The most successful companies didn’t get it right overnight. They stayed committed to listening and learning. They kept refining their VoC programs year after year. That’s how they built customer loyalty that lasts.
So, be ready for the long game. With the right mindset and the right steps, you’ll start seeing meaningful results, and your customers will notice too.
Potential challenge:
Impatience or shifting priorities can lead to giving up too soon.
How to avoid it:
Set realistic timelines and celebrate small wins. Use customer stories and internal feedback to maintain momentum and remind everyone why it matters.
Conclusion
If you want to build better products, create loyal customers and grow your business, creating a robust VoC program is the way to go. An effective VoC survey helps you reduce churn rate, discover hidden market opportunities, improve cross-team alignment and drive smarter growth strategies for your business. However, to build an effective voice of the customer strategy, you need to follow certain steps.
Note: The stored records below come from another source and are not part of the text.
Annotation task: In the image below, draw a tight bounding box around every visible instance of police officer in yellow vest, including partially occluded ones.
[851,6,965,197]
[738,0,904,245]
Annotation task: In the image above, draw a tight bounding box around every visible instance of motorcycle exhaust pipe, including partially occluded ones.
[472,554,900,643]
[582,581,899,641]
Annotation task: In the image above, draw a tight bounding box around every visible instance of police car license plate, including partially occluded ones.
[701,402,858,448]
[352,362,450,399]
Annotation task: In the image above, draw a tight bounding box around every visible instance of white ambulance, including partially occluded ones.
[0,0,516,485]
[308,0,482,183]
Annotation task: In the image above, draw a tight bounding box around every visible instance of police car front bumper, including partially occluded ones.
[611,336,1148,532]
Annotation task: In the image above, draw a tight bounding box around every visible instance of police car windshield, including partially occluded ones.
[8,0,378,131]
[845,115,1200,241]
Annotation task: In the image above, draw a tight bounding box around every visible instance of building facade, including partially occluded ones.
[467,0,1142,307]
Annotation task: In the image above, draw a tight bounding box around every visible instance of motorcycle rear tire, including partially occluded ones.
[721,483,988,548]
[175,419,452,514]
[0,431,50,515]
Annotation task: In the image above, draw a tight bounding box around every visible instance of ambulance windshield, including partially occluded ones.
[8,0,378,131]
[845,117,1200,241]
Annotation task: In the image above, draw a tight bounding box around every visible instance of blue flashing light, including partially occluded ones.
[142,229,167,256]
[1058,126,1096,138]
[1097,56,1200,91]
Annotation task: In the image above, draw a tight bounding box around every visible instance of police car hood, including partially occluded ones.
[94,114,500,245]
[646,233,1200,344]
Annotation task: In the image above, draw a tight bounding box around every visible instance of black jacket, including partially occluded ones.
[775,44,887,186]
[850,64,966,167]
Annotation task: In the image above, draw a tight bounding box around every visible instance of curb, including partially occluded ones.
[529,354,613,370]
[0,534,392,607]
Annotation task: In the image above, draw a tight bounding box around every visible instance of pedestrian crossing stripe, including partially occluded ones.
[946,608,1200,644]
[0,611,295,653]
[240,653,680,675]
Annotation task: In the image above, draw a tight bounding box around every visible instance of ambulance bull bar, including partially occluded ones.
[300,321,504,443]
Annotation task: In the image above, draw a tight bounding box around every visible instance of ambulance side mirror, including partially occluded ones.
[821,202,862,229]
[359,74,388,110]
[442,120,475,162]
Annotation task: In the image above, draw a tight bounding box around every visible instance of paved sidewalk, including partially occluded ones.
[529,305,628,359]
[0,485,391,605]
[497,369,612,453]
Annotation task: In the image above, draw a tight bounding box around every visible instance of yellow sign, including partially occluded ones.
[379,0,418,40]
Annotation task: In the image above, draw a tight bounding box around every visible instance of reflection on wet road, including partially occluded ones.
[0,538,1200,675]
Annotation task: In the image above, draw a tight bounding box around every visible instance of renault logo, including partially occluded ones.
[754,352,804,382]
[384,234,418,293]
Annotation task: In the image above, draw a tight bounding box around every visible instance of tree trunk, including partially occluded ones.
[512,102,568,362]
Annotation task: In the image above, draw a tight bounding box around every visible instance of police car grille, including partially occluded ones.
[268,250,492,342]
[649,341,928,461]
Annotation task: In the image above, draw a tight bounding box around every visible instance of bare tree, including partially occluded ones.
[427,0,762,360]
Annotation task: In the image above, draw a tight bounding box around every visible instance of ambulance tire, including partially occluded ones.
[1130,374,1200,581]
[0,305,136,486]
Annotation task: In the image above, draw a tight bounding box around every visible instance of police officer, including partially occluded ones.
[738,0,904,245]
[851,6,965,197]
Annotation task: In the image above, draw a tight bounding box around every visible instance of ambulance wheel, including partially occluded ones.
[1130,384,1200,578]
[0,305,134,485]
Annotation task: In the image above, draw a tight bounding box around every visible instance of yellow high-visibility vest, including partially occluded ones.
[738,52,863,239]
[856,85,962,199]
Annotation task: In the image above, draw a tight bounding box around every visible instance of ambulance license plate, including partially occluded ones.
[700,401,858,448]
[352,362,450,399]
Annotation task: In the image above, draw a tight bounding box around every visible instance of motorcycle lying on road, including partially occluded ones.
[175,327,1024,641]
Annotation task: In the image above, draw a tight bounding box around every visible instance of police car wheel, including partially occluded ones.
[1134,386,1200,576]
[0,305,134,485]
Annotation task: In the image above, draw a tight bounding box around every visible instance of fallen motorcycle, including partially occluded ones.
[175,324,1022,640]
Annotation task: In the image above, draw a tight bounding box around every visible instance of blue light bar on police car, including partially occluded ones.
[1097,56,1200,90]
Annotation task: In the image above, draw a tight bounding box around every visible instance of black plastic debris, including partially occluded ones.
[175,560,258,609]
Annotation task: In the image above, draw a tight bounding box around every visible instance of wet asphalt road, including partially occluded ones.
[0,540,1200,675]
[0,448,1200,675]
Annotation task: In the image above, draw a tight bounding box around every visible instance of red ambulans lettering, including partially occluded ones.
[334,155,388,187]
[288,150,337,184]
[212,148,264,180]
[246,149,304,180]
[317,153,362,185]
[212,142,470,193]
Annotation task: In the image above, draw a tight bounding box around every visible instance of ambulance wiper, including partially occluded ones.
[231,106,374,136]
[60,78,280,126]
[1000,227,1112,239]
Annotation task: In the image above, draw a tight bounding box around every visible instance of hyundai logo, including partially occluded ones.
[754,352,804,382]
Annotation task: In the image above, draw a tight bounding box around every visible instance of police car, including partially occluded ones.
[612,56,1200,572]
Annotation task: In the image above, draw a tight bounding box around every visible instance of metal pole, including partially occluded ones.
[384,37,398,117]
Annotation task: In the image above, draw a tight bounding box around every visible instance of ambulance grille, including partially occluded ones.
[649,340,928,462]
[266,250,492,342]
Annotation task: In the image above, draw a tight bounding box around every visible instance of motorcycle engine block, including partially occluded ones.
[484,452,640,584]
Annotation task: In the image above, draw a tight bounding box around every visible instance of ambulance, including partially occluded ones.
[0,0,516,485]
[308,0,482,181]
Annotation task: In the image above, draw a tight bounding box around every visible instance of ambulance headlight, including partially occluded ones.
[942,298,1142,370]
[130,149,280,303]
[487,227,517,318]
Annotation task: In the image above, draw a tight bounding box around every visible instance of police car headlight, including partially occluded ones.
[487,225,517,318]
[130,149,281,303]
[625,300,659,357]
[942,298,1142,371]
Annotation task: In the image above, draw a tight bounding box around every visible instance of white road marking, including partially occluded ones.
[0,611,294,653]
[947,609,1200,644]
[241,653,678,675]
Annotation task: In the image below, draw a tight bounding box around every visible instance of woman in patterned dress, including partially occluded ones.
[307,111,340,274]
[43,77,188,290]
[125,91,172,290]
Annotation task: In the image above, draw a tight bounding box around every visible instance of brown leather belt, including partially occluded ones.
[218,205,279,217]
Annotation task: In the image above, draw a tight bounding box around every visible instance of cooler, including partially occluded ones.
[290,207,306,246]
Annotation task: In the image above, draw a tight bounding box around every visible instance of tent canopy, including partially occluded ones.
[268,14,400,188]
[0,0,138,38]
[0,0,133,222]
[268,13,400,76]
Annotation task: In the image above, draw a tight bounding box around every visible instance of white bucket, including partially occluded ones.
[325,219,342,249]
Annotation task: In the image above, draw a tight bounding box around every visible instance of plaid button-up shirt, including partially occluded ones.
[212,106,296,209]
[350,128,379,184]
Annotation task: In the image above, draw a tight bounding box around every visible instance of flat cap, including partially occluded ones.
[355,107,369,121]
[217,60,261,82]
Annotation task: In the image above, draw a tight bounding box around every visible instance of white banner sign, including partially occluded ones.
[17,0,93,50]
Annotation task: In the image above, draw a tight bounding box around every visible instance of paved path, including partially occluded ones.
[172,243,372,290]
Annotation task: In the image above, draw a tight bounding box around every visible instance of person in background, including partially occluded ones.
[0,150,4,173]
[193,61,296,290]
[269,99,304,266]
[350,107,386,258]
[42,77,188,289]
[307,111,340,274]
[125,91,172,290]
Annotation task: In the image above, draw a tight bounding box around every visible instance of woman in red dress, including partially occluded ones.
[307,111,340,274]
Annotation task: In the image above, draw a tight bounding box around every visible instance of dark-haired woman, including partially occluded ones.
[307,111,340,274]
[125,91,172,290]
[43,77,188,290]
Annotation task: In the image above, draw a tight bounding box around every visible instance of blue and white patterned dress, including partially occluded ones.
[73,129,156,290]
Just start actively listening to customer feedback, turn them into actionable insights, but stay committed to the process. If you face a challenge automating this whole process, leverage ideal VoC tools. Such tools will help you collaborate with customers, centralize their feedback and come up with a compelling product roadmap with ease.
FAQs
1. What is the voice of the customer survey?
A VoC survey describes your customer’s experience with your product and their expectations of it. So, you get to know their needs, expectations, preferences and experiences to enhance your product or service better.
2. What is the voice of the customer example?
Let’s say you purchased a product from an e-commerce store. After completion of the purchase, you receive an email asking you to rate your overall satisfaction with the checkout experience on a scale of 1-10. That’s a perfect example of how the voice of the customer processes work to collect customer feedback to stay competitive in the market.
3. Why is Voice of the Customer important?
Voice of the Customer helps you see your business from your customer’s point of view. It shows you what matters most to them, so you can make smarter decisions, fix problems early and build better relationships that keep them coming back.
4. What are the four steps of VoC?
The four main steps of a voice of the customer process are to collect feedback, analyse the insights, take action and follow up with customers. This process helps you turn customer feedback into real improvements in your product, service and overall experience.
5. How do you present the Voice of the Customer (VoC) data?
You can present the voice of the customer data using simple charts, dashboards or reports that highlight key trends, common issues and customer suggestions. Keep it easy to understand so your team can quickly act on what your customers are telling you.